The gapped spectrum kernel for support vector machines

  • Authors:
  • Taku Onodera;Tetsuo Shibuya

  • Affiliations:
  • Human Genome Center, Institute of Medical Science, University of Tokyo, Minato-ku, Tokyo, Japan;Human Genome Center, Institute of Medical Science, University of Tokyo, Minato-ku, Tokyo, Japan

  • Venue:
  • MLDM'13 Proceedings of the 9th international conference on Machine Learning and Data Mining in Pattern Recognition
  • Year:
  • 2013

Quantified Score

Hi-index 0.00

Visualization

Abstract

We consider the problem of classifying string data faster and more accurately. This problem naturally arises in various fields that involve the analysis of huge amount of strings such as computational biology.
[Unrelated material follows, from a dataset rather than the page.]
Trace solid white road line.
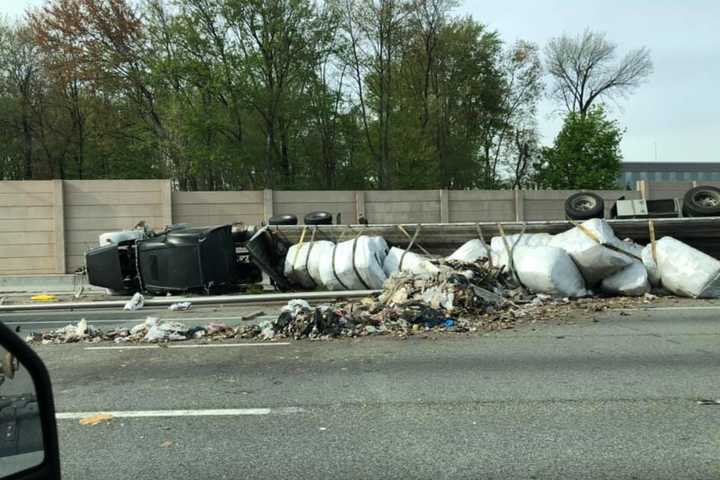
[607,305,720,312]
[85,342,290,350]
[55,407,305,420]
Our solution, a new string kernel we call gapped spectrum kernel, yields a kind of sequence of kernels that interpolates faster and less accurate string kernels such as the spectrum kernel and slower and more accurate ones such as the wildcard kernel. As a result, we obtain an algorithm to compute the wildcard kernel that is provably faster than the state-of-the-art method. The recently introduced b-suffix array data structure plays an important role here. Another result is a better trade-off between the speed and accuracy of classification, which we demonstrate by protein classification experiment.